Question

In the given figure, $\Delta ABC$ is a right angled triangle at $A$. The hypotenuse is divided into $n$ equal parts. Let $PQ$ be the segment that contains the midpoint of the hypotenuse.


If $a$ and $h$ be the length of the hypotenuse and altitude to the hypotenuse of the triangle respectively. Then which of the following option is correct ?
(Given that $n$ is an odd integer and $\alpha =\angle PAQ$)
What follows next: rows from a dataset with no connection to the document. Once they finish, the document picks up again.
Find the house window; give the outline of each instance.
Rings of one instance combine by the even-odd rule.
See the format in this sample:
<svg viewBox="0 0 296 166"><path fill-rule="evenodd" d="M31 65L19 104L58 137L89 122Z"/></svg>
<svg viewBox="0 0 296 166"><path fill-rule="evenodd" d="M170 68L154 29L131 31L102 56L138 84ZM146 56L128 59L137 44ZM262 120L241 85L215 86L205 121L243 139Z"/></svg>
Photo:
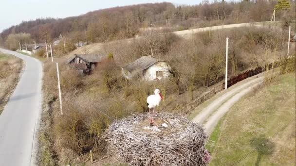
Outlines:
<svg viewBox="0 0 296 166"><path fill-rule="evenodd" d="M156 71L156 78L164 77L164 71Z"/></svg>

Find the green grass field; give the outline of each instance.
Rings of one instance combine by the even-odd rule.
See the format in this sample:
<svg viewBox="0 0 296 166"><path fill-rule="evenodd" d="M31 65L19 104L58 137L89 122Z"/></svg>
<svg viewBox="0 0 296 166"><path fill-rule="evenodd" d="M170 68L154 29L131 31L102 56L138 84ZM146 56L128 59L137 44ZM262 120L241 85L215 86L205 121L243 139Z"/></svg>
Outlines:
<svg viewBox="0 0 296 166"><path fill-rule="evenodd" d="M295 166L295 73L237 103L212 134L211 166Z"/></svg>

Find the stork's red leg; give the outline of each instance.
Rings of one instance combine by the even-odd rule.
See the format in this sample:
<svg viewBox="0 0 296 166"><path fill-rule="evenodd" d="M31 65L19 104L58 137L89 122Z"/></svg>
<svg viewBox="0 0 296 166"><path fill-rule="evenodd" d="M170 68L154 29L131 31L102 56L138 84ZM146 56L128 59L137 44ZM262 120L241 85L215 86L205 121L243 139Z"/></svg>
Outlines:
<svg viewBox="0 0 296 166"><path fill-rule="evenodd" d="M149 109L149 118L150 120L150 124L151 125L151 124L153 124L152 122L152 119L151 118L151 111L150 111L151 109Z"/></svg>
<svg viewBox="0 0 296 166"><path fill-rule="evenodd" d="M154 112L155 110L155 108L153 108L153 112L152 113L152 123L154 123Z"/></svg>

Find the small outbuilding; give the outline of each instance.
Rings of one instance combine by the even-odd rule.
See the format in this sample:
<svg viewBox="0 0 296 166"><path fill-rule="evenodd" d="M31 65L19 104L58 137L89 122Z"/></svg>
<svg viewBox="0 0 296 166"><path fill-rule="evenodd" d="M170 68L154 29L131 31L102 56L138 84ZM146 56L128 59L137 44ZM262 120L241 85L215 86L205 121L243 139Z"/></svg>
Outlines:
<svg viewBox="0 0 296 166"><path fill-rule="evenodd" d="M33 53L36 52L37 51L40 49L46 49L46 45L45 43L38 43L36 44L36 46L34 45L34 47L32 49L32 51Z"/></svg>
<svg viewBox="0 0 296 166"><path fill-rule="evenodd" d="M82 68L84 73L88 73L106 58L106 55L101 54L75 54L71 56L67 62L69 65L77 66L80 69ZM77 67L74 66L75 68ZM78 68L76 69L78 69Z"/></svg>
<svg viewBox="0 0 296 166"><path fill-rule="evenodd" d="M164 61L144 56L122 67L122 74L128 79L135 76L145 80L161 80L169 76L169 66Z"/></svg>

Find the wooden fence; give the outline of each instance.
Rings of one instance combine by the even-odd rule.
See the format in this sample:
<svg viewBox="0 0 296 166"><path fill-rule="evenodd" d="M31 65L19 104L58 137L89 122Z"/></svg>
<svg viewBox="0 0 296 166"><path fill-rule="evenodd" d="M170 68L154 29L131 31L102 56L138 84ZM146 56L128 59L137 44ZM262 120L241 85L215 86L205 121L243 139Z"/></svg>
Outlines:
<svg viewBox="0 0 296 166"><path fill-rule="evenodd" d="M238 75L233 77L231 79L227 80L227 87L230 87L237 83L238 82L242 81L246 78L260 73L264 71L267 71L271 68L278 67L280 66L281 64L285 63L288 60L288 59L286 59L282 61L275 62L274 63L270 64L269 65L266 65L263 67L258 67L254 69L246 71L242 73L240 73ZM178 112L181 113L183 116L189 115L192 111L193 111L194 109L199 105L211 98L218 92L222 91L224 88L225 82L218 84L209 91L203 94L202 96L199 97L197 99L194 100L193 101L191 101L183 107L181 108L178 110Z"/></svg>

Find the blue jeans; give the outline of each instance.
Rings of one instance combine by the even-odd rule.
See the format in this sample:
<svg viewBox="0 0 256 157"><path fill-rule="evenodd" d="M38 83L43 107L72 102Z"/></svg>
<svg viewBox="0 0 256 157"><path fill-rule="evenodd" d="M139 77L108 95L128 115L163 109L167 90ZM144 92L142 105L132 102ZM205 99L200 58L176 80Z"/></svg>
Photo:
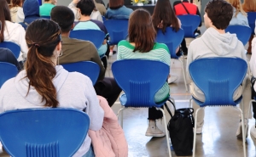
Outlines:
<svg viewBox="0 0 256 157"><path fill-rule="evenodd" d="M92 145L90 144L89 150L82 157L95 157Z"/></svg>

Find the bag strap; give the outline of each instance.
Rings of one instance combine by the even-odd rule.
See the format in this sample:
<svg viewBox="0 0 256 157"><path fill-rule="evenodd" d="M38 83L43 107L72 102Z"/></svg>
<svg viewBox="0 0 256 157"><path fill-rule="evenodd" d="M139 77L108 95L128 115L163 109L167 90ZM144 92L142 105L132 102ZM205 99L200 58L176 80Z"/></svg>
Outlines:
<svg viewBox="0 0 256 157"><path fill-rule="evenodd" d="M176 111L176 108L175 108L175 105L174 105L173 102L171 101L170 99L168 99L167 101L169 101L169 102L172 104L172 106L173 106L173 108L174 108L174 111ZM170 114L171 117L172 118L172 112L171 112L171 110L170 110L168 105L166 104L166 103L165 103L165 107L166 107L166 110L168 111L168 113ZM174 113L175 113L175 112L174 112Z"/></svg>
<svg viewBox="0 0 256 157"><path fill-rule="evenodd" d="M187 14L190 14L189 12L188 11L187 8L186 8L185 5L183 4L183 3L182 3L181 4L182 4L182 5L183 6L183 8L185 8Z"/></svg>

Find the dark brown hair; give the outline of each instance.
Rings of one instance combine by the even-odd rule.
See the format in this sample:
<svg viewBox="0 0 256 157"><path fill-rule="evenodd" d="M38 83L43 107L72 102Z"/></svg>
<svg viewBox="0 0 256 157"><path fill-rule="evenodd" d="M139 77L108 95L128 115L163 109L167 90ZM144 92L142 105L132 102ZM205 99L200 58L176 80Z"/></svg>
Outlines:
<svg viewBox="0 0 256 157"><path fill-rule="evenodd" d="M156 32L152 24L150 14L143 9L135 10L129 19L129 42L135 42L133 52L148 53L154 44Z"/></svg>
<svg viewBox="0 0 256 157"><path fill-rule="evenodd" d="M124 0L109 0L109 8L111 9L116 9L124 5L125 2Z"/></svg>
<svg viewBox="0 0 256 157"><path fill-rule="evenodd" d="M51 60L54 51L61 42L59 25L49 20L37 20L31 23L26 31L26 42L29 48L26 62L26 77L31 86L42 96L45 106L57 107L56 89L52 79L56 75Z"/></svg>
<svg viewBox="0 0 256 157"><path fill-rule="evenodd" d="M233 7L224 0L212 0L205 8L205 12L212 20L212 25L220 30L224 30L230 25L233 17Z"/></svg>
<svg viewBox="0 0 256 157"><path fill-rule="evenodd" d="M178 20L174 14L169 0L158 0L152 15L152 21L154 30L161 29L163 33L168 26L177 31L180 28ZM161 25L160 27L160 25Z"/></svg>
<svg viewBox="0 0 256 157"><path fill-rule="evenodd" d="M0 42L4 40L5 20L11 21L10 13L6 0L0 0L0 20L2 22L2 30L0 34Z"/></svg>
<svg viewBox="0 0 256 157"><path fill-rule="evenodd" d="M25 0L12 0L12 5L10 6L10 8L12 7L22 7L22 4L24 3Z"/></svg>

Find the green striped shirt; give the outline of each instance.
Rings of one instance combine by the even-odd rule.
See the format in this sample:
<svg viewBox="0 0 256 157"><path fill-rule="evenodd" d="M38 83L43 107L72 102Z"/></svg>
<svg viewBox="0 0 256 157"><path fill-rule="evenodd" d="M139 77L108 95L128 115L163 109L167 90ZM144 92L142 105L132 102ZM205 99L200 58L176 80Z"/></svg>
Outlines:
<svg viewBox="0 0 256 157"><path fill-rule="evenodd" d="M134 46L127 41L121 41L118 45L117 59L142 59L149 60L158 60L171 65L171 56L169 49L166 44L154 43L154 48L148 53L132 52ZM167 79L167 78L166 78ZM154 102L159 103L165 100L169 96L169 85L167 82L155 93Z"/></svg>

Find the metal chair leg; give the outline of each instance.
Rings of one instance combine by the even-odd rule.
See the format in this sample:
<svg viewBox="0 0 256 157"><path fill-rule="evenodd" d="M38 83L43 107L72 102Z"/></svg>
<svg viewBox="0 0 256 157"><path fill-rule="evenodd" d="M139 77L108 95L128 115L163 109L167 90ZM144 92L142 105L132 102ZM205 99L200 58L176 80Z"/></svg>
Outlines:
<svg viewBox="0 0 256 157"><path fill-rule="evenodd" d="M184 84L185 84L185 87L186 87L186 92L188 92L189 90L188 90L188 87L187 87L186 75L185 75L185 70L184 70L184 64L183 64L183 62L180 59L178 59L178 60L180 61L180 63L182 64L183 79L184 79Z"/></svg>
<svg viewBox="0 0 256 157"><path fill-rule="evenodd" d="M121 112L121 123L120 123L120 126L121 126L121 127L123 128L123 110L124 109L125 109L126 108L125 107L122 107L119 111L118 111L118 114L117 114L117 117L118 117L118 119L119 119L119 114L120 114L120 112Z"/></svg>
<svg viewBox="0 0 256 157"><path fill-rule="evenodd" d="M195 155L195 141L196 141L196 125L197 125L197 114L200 111L200 109L205 109L205 108L199 108L195 111L195 127L194 127L194 139L193 139L193 157Z"/></svg>
<svg viewBox="0 0 256 157"><path fill-rule="evenodd" d="M241 104L242 105L242 104ZM240 110L241 112L241 133L242 133L242 146L243 146L243 156L246 157L247 156L247 152L246 152L246 145L245 145L245 140L246 140L246 131L245 131L245 127L244 127L244 116L243 116L243 111L238 108L236 107L238 110ZM243 108L243 105L242 105Z"/></svg>
<svg viewBox="0 0 256 157"><path fill-rule="evenodd" d="M165 130L166 130L166 142L167 142L167 148L168 148L168 152L169 152L169 157L172 157L172 154L171 154L171 144L169 142L169 134L168 134L168 130L167 130L167 123L166 123L166 114L164 109L162 109L161 108L155 108L158 110L162 111L163 113L163 118L164 118L164 123L165 123Z"/></svg>

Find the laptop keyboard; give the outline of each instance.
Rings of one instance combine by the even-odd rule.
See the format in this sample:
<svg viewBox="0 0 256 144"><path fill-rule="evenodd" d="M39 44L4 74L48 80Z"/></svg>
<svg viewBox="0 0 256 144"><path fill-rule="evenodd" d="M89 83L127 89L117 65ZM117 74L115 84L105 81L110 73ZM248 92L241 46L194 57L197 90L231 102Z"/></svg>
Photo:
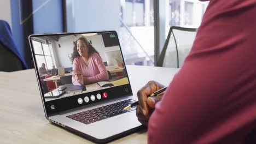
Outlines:
<svg viewBox="0 0 256 144"><path fill-rule="evenodd" d="M128 99L94 109L78 112L66 117L88 124L102 119L115 116L136 110L136 107L123 111L124 107L135 102L134 99Z"/></svg>

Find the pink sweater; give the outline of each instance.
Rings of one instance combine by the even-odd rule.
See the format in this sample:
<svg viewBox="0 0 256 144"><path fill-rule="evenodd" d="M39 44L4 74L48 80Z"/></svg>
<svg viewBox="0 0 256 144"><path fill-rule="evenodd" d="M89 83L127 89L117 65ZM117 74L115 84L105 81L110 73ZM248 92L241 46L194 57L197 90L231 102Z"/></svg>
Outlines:
<svg viewBox="0 0 256 144"><path fill-rule="evenodd" d="M190 53L149 119L148 143L245 142L256 129L255 15L256 1L210 1Z"/></svg>
<svg viewBox="0 0 256 144"><path fill-rule="evenodd" d="M86 66L82 57L76 57L73 62L73 70L81 72L83 76L88 77L88 83L108 80L108 74L102 60L97 53L92 53L89 58L89 63ZM80 85L75 79L74 73L72 75L74 85Z"/></svg>

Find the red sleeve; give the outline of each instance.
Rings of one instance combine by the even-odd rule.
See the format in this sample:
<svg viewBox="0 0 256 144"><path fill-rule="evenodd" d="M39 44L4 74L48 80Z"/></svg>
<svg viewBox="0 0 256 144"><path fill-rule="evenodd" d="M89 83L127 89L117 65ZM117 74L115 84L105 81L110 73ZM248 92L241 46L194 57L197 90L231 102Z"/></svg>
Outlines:
<svg viewBox="0 0 256 144"><path fill-rule="evenodd" d="M210 2L150 118L149 143L240 143L256 129L255 14L254 1Z"/></svg>

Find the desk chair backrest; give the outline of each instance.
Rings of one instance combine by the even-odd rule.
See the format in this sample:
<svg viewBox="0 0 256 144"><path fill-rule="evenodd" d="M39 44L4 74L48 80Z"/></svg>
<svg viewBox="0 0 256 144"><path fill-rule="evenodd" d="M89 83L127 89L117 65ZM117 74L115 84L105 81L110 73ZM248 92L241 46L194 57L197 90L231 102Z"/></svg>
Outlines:
<svg viewBox="0 0 256 144"><path fill-rule="evenodd" d="M171 27L156 66L181 68L192 47L196 31L196 28Z"/></svg>
<svg viewBox="0 0 256 144"><path fill-rule="evenodd" d="M72 83L72 75L62 76L60 79L62 85Z"/></svg>
<svg viewBox="0 0 256 144"><path fill-rule="evenodd" d="M45 79L51 77L53 76L53 75L46 75L45 76ZM55 89L56 89L56 87L55 86L55 83L54 83L53 81L46 81L46 82L47 83L47 87L48 87L48 90L49 91L52 91L54 90Z"/></svg>

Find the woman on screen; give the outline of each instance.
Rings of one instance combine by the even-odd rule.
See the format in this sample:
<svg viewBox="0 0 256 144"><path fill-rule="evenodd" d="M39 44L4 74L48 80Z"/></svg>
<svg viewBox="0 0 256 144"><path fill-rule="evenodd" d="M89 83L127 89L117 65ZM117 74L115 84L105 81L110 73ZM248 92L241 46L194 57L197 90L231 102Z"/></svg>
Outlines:
<svg viewBox="0 0 256 144"><path fill-rule="evenodd" d="M98 52L84 37L74 42L72 56L72 82L83 85L108 80L108 75Z"/></svg>

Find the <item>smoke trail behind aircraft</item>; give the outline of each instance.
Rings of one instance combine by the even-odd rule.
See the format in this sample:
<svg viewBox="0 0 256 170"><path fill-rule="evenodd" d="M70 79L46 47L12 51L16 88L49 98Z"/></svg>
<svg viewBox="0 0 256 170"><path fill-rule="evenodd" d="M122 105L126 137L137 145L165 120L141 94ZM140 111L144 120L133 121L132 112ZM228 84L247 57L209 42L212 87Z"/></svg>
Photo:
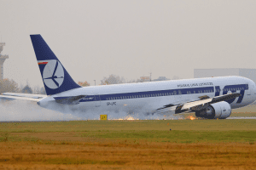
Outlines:
<svg viewBox="0 0 256 170"><path fill-rule="evenodd" d="M109 120L159 120L183 119L182 116L172 114L145 114L142 112L125 113L73 111L67 107L65 113L55 111L38 106L36 102L26 100L0 100L0 122L31 122L31 121L71 121L71 120L99 120L101 114L108 114Z"/></svg>

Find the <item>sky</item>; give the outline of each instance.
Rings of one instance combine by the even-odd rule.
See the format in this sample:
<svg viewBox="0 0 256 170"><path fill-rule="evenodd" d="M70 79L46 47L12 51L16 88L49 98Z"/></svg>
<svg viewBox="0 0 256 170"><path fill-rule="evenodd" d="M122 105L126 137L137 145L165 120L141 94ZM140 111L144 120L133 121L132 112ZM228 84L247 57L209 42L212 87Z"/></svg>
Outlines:
<svg viewBox="0 0 256 170"><path fill-rule="evenodd" d="M43 87L29 35L41 34L75 82L110 74L193 78L256 64L255 0L0 0L4 78Z"/></svg>

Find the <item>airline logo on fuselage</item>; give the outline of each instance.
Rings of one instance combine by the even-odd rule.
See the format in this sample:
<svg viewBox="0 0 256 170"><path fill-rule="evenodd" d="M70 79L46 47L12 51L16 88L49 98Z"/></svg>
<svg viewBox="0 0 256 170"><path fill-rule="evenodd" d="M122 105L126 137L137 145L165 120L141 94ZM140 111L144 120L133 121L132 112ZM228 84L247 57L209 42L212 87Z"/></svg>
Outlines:
<svg viewBox="0 0 256 170"><path fill-rule="evenodd" d="M184 88L184 87L196 87L196 86L212 86L212 82L201 82L201 83L191 83L191 84L177 84L177 88Z"/></svg>

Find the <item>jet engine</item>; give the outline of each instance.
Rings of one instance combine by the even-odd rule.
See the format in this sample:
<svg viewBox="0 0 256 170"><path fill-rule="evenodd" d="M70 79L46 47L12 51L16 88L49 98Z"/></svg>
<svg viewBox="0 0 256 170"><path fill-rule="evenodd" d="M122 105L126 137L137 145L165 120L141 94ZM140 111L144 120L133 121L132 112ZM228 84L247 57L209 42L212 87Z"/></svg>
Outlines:
<svg viewBox="0 0 256 170"><path fill-rule="evenodd" d="M206 109L196 110L197 117L204 117L207 119L225 119L231 114L231 107L225 101L218 102L209 105Z"/></svg>

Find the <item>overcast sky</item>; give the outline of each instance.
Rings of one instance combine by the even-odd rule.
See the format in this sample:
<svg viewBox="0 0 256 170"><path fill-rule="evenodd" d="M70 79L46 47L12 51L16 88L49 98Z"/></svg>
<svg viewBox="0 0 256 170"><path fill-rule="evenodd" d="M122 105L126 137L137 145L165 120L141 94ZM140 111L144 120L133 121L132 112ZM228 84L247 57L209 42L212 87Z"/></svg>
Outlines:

• A. $\tan \alpha =\frac{4nh}{(n^2-1)a}$
• B. $\tan \alpha =\frac{4an}{(n^2-1)h}$
• C. $\cot \alpha =\frac{4nh}{(n^2-1)a}$
• D. $\cot \alpha =\frac{4an}{(n^2-1)h}$

Answer 1

The correct option is A $\tan \alpha =\frac{4nh}{(n^2-1)a}$

Let coordinates be $A=(0,0)$, $B=(b,0)$, and $C=(0,c)$.


Then,
$P=\frac{n+1}{2}B+\frac{n-1}{2}C=(\frac{n+1}{2}b,\frac{n-1}{2}c)$ and
$Q=\frac{n-1}{2}B+\frac{n+1}{2}C=(\frac{n-1}{2}b,\frac{n+1}{2}c)$

So,
$\text{Slope of}PA=\tan \angle PAB=\frac{c}{b}\cdot \frac{n-1}{n+1}$
$\text{Slope of}QA=\tan \angle QAB=\frac{c}{b}\cdot \frac{n+1}{n-1}$

Now,
$\tan \alpha =\tan (\angle QAB-\angle PAB)=\frac{(\frac{c}{b}\cdot \frac{n+1}{n-1})-(\frac{c}{b}\cdot \frac{n-1}{n+1})}{1+(\frac{c}{b}\cdot \frac{n+1}{n-1})\cdot (\frac{c}{b}\cdot \frac{n-1}{n+1})}$
$=\frac{\frac{c}{b}\cdot \frac{4n}{n^2-1}}{1+\frac{c^2}{b^2}}$
$=\frac{4nbc}{(n^2-1)(b^2+c^2)}$
$=\frac{4nbc}{(n^2-1)a^2}$

Since, area of $△ABC=\frac{1}{2}bc=\frac{1}{2}ah$
$\Rightarrow bc=ah$
$\therefore \tan \alpha =\frac{4nh}{(n^2-1)a}$